Political Background: After the debacle in the general elections of 1967, Prime Minister Mrs Indira Gandhi began espousing ‘social control’ of banks. She believed that the private owners of banks were in cahoots with the rightist Swatantra Party which advocated introduction of market economy after dismantling of ‘Licence Raj.’ Her leadership also faced challenge from the right wing of the congress party led by Morarji Desai, whom she had to accept as Deputy Prime Minister and Finance Minister in her cabinet. In 1969, Mrs. Gandhi took the finance portfolio from Desai and promulgated an ordinance to nationalise all 14 Indian banks having a deposit base of over Rupees 50 crores each, with effect from the midnight of 19 July 1969. These actions forced Morarji Desai to resign from her cabinet. By neutralising Morarji Desai Mrs Gandhi felt she could upstage her opponents within and outside the Congress and reinforce her slogan of garibi hatao (remove poverty) to gain votes of the nation’s poor. She achieved significant political victory when the President gave his assent to a bill that replaced the ordinance within a month.
Being re-elected Prime Minister In 1980, Mrs. Gandhi nationalised six more banks with deposits over Rupees 200 crores bringing total number of nationalised banks to 20 which in 1993 dropped down to 19 with merger of New Bank of India with Punjab National Bank. With the second phase of nationalisation the Government of India controlled around 91% of the banking business of India. (1)
Bank nationalisation became a significant move for Indian economy in view of the following:
- Banking facilities were extended to remote unbanked areas of the country eliminating metropolitan, urban and regional bias of existing branch network of banks
- Number of bank branches in rural areas rose from 8,261 in 1969 to a whopping 65,521 in 2000. (2)
- It instilled confidence of the masses in the banking system encouraging them to save and invest
- Savings was redefined from money being tucked under the mattress to sweeping money from small individuals into the financial system.
- It helped form banking habit in the relatively poorer strata of society.
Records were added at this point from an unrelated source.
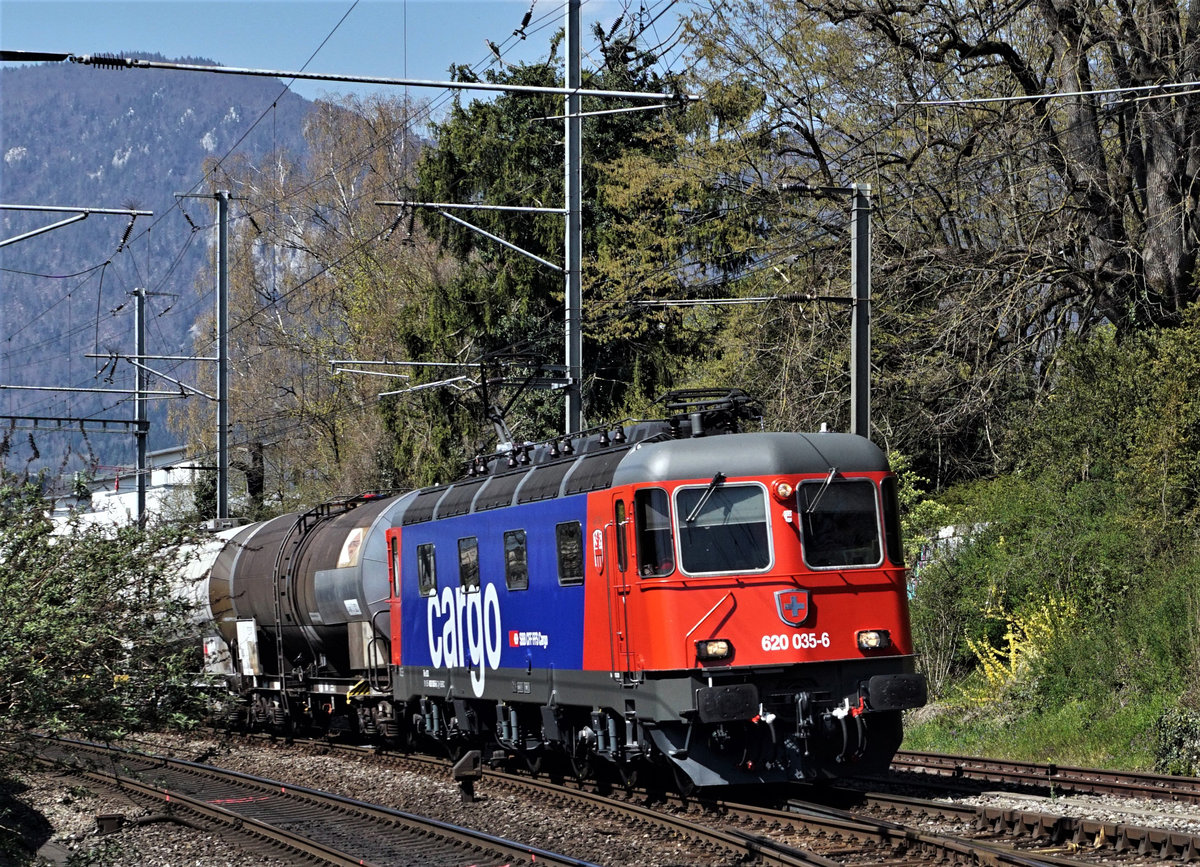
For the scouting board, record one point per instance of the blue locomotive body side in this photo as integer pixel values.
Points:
(503, 622)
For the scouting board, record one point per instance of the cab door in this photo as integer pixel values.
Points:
(618, 532)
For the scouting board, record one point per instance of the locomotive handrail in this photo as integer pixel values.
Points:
(379, 637)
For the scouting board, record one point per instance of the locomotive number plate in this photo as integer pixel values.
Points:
(796, 640)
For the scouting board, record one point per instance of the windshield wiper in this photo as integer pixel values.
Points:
(712, 486)
(825, 486)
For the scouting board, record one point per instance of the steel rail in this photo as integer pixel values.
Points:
(262, 806)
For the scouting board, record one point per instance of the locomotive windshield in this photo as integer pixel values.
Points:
(726, 531)
(840, 522)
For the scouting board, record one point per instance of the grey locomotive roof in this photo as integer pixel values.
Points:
(749, 454)
(649, 460)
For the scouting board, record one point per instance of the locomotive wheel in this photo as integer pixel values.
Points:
(582, 769)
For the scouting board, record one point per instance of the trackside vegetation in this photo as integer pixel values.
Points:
(94, 638)
(94, 634)
(1062, 623)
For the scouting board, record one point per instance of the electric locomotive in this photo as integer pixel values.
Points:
(672, 598)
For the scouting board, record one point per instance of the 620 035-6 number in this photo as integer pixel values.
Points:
(796, 640)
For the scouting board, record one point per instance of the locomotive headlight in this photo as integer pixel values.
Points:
(783, 490)
(714, 649)
(874, 639)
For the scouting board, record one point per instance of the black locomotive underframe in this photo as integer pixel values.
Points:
(702, 727)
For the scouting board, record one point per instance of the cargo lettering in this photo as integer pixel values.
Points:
(465, 631)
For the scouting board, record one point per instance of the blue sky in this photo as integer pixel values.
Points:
(391, 39)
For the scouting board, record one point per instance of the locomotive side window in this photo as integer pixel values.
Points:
(426, 570)
(652, 520)
(840, 524)
(516, 563)
(569, 537)
(725, 528)
(622, 544)
(892, 521)
(468, 562)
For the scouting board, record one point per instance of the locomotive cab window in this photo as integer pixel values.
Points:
(840, 522)
(652, 520)
(516, 562)
(723, 528)
(426, 570)
(468, 563)
(569, 542)
(892, 521)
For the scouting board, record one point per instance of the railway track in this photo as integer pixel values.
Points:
(846, 826)
(274, 817)
(1050, 776)
(801, 833)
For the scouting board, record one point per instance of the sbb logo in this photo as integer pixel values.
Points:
(465, 629)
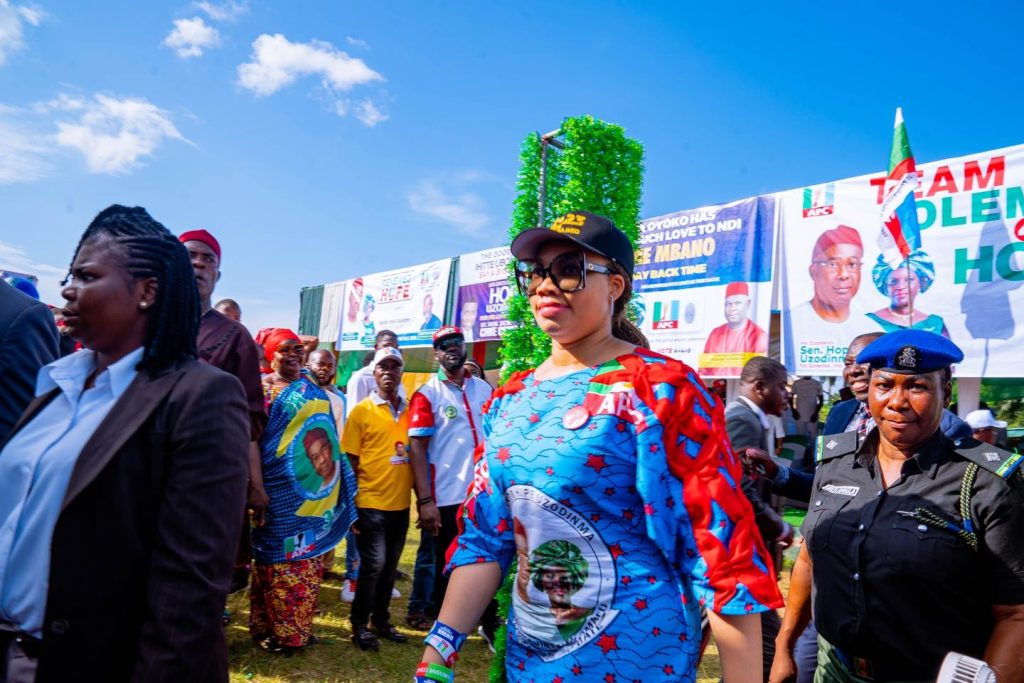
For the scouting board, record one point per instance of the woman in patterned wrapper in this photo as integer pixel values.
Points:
(558, 568)
(902, 284)
(617, 458)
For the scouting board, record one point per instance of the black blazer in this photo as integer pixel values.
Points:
(143, 548)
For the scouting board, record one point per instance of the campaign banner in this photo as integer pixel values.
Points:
(704, 284)
(408, 301)
(965, 282)
(483, 292)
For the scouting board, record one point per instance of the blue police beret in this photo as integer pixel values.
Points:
(910, 352)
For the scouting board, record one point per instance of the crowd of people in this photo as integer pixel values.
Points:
(172, 459)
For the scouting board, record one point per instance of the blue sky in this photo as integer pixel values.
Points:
(322, 140)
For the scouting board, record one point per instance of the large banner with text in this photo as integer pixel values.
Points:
(965, 283)
(408, 301)
(483, 291)
(704, 281)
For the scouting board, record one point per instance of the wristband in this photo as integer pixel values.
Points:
(433, 672)
(446, 641)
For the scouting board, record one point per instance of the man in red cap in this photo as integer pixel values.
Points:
(226, 344)
(739, 335)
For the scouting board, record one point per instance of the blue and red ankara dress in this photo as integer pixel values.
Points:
(615, 492)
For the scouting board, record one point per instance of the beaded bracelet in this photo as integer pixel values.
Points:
(446, 641)
(433, 672)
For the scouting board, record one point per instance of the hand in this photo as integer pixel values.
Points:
(785, 538)
(430, 518)
(258, 503)
(783, 667)
(757, 461)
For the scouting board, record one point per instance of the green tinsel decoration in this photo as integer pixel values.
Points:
(600, 170)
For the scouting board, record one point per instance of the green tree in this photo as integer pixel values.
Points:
(599, 169)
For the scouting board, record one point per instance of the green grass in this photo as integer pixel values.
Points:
(336, 659)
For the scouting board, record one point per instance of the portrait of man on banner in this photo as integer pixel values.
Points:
(739, 337)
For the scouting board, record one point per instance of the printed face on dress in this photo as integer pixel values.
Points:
(736, 309)
(903, 286)
(857, 376)
(288, 358)
(323, 366)
(321, 457)
(567, 317)
(907, 409)
(104, 308)
(837, 274)
(207, 267)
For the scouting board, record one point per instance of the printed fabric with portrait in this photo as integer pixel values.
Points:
(614, 491)
(309, 482)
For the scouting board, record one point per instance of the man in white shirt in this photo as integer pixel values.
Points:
(445, 426)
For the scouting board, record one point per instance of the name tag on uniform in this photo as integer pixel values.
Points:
(841, 491)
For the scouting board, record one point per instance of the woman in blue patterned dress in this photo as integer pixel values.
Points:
(607, 477)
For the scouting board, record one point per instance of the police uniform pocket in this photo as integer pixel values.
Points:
(821, 514)
(918, 547)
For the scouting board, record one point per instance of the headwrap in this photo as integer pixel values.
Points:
(276, 337)
(205, 238)
(841, 235)
(918, 260)
(563, 555)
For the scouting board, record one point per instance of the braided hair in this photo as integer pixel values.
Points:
(150, 250)
(622, 327)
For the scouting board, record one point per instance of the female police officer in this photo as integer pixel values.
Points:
(915, 543)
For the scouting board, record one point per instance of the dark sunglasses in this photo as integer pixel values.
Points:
(567, 272)
(451, 342)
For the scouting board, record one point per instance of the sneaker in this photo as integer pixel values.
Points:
(390, 633)
(366, 640)
(488, 636)
(348, 591)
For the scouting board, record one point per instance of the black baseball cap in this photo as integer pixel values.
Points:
(594, 232)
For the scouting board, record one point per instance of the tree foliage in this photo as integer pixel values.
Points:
(599, 170)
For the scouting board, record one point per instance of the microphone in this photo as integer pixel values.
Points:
(962, 669)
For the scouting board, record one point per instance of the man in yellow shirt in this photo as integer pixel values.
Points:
(376, 439)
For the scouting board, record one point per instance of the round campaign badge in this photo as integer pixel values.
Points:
(576, 417)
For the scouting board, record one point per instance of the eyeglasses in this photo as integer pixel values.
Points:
(567, 272)
(285, 349)
(451, 342)
(835, 264)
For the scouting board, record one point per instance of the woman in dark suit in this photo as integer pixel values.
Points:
(121, 483)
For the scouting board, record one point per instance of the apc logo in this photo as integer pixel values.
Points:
(819, 201)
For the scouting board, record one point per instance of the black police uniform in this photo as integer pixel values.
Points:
(898, 582)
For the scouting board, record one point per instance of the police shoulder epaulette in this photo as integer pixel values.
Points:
(998, 462)
(834, 445)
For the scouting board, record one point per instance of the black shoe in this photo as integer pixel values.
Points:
(365, 639)
(390, 633)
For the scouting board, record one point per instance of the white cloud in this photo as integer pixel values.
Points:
(14, 258)
(190, 37)
(25, 150)
(12, 20)
(450, 201)
(114, 134)
(368, 113)
(223, 11)
(275, 61)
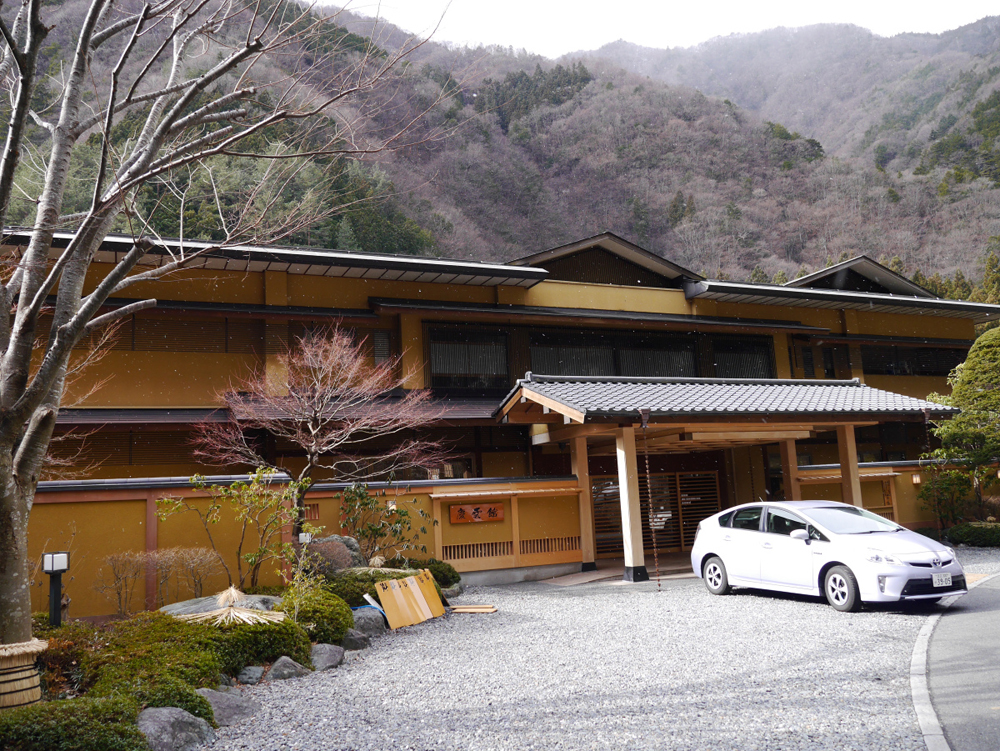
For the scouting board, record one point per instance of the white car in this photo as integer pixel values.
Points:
(822, 548)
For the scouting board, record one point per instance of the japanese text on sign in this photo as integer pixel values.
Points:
(480, 512)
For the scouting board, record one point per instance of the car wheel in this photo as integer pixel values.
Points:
(841, 589)
(716, 579)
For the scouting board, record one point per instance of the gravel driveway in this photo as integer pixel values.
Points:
(605, 665)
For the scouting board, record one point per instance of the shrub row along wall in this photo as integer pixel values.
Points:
(541, 524)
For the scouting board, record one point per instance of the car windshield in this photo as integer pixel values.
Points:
(847, 520)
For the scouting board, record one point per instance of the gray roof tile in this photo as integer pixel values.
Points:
(606, 397)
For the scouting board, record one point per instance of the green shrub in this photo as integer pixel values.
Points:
(324, 616)
(83, 724)
(976, 534)
(353, 584)
(170, 692)
(148, 648)
(244, 644)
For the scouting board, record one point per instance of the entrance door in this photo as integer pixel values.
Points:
(672, 504)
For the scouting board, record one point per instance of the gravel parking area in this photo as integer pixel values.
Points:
(605, 665)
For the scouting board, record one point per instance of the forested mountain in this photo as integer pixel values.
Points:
(764, 155)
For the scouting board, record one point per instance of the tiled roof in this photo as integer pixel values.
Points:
(608, 397)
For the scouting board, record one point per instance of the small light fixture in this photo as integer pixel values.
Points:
(55, 565)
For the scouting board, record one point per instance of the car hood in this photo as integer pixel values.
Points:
(904, 543)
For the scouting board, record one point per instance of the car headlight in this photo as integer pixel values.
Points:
(880, 556)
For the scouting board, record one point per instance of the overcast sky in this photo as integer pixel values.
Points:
(555, 27)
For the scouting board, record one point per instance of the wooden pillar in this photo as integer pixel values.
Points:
(790, 471)
(581, 468)
(850, 480)
(628, 488)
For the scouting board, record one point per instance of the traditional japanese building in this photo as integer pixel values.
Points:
(597, 395)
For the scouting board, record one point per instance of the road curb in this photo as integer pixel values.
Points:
(927, 717)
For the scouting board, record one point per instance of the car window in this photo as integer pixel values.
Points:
(747, 518)
(815, 534)
(782, 522)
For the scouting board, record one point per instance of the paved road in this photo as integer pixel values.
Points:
(964, 670)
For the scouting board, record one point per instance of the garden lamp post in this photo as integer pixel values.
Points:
(55, 565)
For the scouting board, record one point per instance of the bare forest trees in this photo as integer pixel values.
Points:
(329, 400)
(156, 91)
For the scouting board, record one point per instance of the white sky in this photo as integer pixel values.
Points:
(555, 27)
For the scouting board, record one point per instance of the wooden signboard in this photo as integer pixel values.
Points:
(409, 601)
(475, 512)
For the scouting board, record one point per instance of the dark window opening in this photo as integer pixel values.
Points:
(469, 360)
(926, 361)
(743, 357)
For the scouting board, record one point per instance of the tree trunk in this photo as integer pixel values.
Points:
(15, 570)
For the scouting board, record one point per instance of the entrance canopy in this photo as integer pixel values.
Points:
(682, 415)
(686, 414)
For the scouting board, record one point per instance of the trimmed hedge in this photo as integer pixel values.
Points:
(976, 534)
(244, 644)
(84, 724)
(324, 616)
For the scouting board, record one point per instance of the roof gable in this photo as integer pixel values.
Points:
(861, 274)
(608, 259)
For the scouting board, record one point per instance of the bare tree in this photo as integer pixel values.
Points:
(350, 416)
(162, 88)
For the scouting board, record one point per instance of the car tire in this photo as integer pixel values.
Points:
(716, 578)
(841, 589)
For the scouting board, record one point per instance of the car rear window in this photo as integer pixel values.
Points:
(747, 518)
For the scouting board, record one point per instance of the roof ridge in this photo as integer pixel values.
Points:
(530, 377)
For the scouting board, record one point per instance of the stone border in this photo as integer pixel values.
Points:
(927, 717)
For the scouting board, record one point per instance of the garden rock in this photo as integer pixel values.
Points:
(327, 656)
(354, 640)
(369, 622)
(173, 729)
(352, 545)
(250, 675)
(208, 604)
(285, 668)
(229, 707)
(455, 590)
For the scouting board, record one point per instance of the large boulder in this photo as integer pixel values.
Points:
(354, 640)
(352, 546)
(327, 656)
(369, 622)
(208, 604)
(229, 707)
(173, 729)
(285, 668)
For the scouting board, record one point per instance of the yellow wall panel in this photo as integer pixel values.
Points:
(91, 532)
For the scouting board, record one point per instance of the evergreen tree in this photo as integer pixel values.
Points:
(676, 211)
(345, 236)
(961, 288)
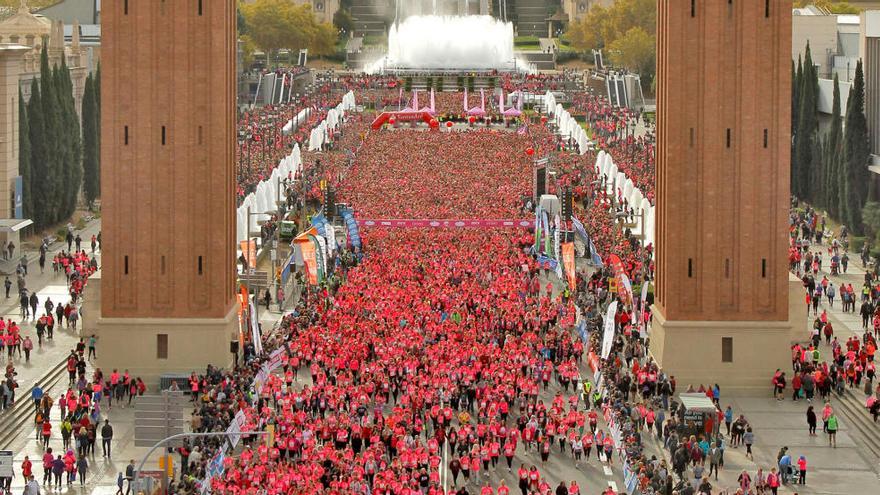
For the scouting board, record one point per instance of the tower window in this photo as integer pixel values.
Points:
(726, 349)
(162, 346)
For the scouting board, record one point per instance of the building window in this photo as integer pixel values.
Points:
(726, 349)
(162, 346)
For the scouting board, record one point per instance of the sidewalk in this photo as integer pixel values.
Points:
(54, 286)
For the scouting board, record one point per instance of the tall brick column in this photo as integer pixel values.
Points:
(168, 195)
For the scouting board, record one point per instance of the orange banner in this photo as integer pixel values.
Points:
(310, 260)
(249, 250)
(568, 263)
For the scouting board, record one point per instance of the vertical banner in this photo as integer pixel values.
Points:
(623, 286)
(310, 261)
(249, 250)
(538, 229)
(568, 263)
(19, 198)
(608, 335)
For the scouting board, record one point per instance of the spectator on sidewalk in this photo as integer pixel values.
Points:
(106, 436)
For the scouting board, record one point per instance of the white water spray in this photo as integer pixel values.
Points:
(449, 42)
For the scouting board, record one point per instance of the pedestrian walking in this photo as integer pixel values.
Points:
(106, 436)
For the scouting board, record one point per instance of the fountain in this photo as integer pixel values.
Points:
(449, 43)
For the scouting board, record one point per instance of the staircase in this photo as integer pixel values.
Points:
(531, 17)
(370, 17)
(851, 407)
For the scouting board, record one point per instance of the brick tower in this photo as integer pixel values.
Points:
(168, 128)
(723, 146)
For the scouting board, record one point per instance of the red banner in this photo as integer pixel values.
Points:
(568, 264)
(249, 250)
(446, 223)
(624, 290)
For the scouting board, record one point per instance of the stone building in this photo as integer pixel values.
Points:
(726, 307)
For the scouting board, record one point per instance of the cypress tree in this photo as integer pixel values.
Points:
(24, 158)
(91, 170)
(39, 156)
(73, 151)
(832, 153)
(807, 126)
(856, 152)
(796, 84)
- Savings rate rose steeply from 12% in 1969 to 20% in 1980 that paved the way for economic growth of 5.5-6 % in the eighties. (3)
- The vulnerable sectors of the economy which included agriculture and small scale industries were categorised as Priority Sector by the government for directing 40% of credit outflow of banks. A sub-sector for weaker sections like Scheduled castes and tribes was further curved out to provide credit at a rate as low as 4% per annum under Differential Rates of Interest scheme.
Critics call bank nationalisation a mistake as they allege interference in administration of the banks, erosion of efficiency in the banking system, dilution of commercial character of the banks, and creation of a culture of financial indiscipline among the intended beneficiaries.
On balance, positives of Nationalisation of Banks in India outweighed the negatives and made the Indian Banking system one of the safest in the world preserving its competiveness.